Why you haven't heard about the growing deficit

Brad Close is president of the National Federation of Independent Business. The opinions expressed in this commentary are his own.

While the budget proposal released from the White House last week has led to some partisan bickering, there is at least one provision of the Trump administration’s budget proposal that already has bipartisan backing: the extension of the 2017 small business tax cuts.

In fact, there’s already a bill in Congress — called the Main Street Tax Certainty Act — that would do just that and it enjoys support from both Republicans and Democrats, with more than 50 co-sponsors. Congress should take it up as soon as possible for the sake of America’s Main Street job creators.

    Surprising as it may seem, many of the provisions of the Tax Cuts and Jobs Act that lowered tax rates for small businesses were not made permanent. They are set to expire in 2025. One of the cuts these businesses especially rely on is the small business deduction, which allows most small businesses to deduct up to 20% of their taxable income.
    According to the IRS, 15.6 million small businesses claimed the critical deduction by mid-July. That number increased as small businesses that filed for extensions completed their taxes late last year. In a Gallup survey on small businesses conducted last week, the vast majority — 69% — benefitted from the small business deduction. Combined with the lower individual income tax rates, this deduction begins to put millions of small firms on a more level playing field with larger corporations.
    The result has been a Main Street renaissance. Last week, the National Federation of Independent Business released 2020’s first Small Business Optimism Index. We found that owner optimism remains near record levels, an unprecedented trend this far into an economic expansion. Two years after the tax cuts’ passage, small business job creation is surging, earnings are rising, and investment is up across the board.

    In a separate NFIB survey last year, more than 80% of small businesses told us that tax relief is helping the economy. More than a quarter of small firms have raised wages. A similar number invested in new equipment or expanded. About one-in-six hired more workers. One-fifth paid down debt, putting themselves on the path to a bigger contribution to their communities in the years ahead.
    Those are real victories for businesses and workers. But our members also tell us that they need the tax cuts made permanent, especially the small business deduction. Without it, they won’t be able to keep doing what they do best.
    The small business tax cuts are scheduled to expire in 2025. That may seem far away, but for small business owners in the back office, that’s just around the corner. Companies — especially Main Street businesses with only a handful of employees — won’t be willing to make big investments or hire new people unless they’re sure they’ll be able to afford it in the near future. They depend on certainty. Yet every year the tax cuts come closer to expiring, uncertainty grows.

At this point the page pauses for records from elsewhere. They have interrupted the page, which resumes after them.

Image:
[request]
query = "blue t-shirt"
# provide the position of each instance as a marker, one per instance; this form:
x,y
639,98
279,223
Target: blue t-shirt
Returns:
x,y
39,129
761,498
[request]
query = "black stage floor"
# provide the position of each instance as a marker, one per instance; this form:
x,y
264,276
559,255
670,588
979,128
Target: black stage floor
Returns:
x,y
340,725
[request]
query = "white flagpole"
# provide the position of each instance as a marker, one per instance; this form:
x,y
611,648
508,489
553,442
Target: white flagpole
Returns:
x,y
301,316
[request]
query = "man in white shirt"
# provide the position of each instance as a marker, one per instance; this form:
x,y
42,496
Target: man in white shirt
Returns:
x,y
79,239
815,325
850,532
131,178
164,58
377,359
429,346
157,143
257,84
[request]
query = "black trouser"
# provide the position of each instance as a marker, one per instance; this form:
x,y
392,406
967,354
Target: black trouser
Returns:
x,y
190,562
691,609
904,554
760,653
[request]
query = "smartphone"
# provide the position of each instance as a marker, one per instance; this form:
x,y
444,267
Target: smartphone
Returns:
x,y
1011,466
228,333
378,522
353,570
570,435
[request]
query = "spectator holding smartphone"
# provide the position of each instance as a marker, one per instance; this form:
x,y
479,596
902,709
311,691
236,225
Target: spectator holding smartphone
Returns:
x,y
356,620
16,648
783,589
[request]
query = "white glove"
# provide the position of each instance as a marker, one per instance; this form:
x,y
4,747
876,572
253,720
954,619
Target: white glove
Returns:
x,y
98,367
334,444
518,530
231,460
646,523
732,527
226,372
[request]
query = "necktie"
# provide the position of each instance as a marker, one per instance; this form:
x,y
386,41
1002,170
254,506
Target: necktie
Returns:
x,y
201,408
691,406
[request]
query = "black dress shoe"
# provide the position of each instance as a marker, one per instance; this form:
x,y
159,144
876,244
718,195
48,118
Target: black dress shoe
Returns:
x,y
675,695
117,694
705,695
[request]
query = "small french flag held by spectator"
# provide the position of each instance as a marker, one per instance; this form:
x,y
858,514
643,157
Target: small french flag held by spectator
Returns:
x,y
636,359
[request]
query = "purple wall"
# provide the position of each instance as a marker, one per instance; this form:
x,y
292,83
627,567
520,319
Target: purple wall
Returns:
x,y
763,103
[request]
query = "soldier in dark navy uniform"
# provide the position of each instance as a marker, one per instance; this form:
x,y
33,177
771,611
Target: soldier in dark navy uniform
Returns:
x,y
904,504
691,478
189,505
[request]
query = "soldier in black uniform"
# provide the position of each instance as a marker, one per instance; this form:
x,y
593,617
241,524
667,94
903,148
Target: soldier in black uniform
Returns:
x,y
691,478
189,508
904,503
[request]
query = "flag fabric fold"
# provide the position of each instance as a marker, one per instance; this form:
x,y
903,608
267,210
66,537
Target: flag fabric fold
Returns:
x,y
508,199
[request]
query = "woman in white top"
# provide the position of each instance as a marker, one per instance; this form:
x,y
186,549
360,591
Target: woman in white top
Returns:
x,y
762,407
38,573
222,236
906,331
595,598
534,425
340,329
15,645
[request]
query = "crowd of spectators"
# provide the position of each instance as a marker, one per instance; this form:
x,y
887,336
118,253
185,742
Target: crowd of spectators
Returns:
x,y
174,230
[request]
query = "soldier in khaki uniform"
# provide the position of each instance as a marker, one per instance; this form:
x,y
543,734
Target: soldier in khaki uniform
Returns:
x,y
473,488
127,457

      This matters for every state, city and town in America. These firms and these families need tax relief not just this year, but for years to come. If taxes suddenly spike in just a few years, millions of small businesses, communities and workers will feel the pain.
      The president’s budget proposal calls for a solution to the looming problem for small businesses, and the Main Street Tax Certainty Act is that bipartisan solution everyone should get behind. The tax cuts may not expire until 2025, but it’s not too early to extend them permanently.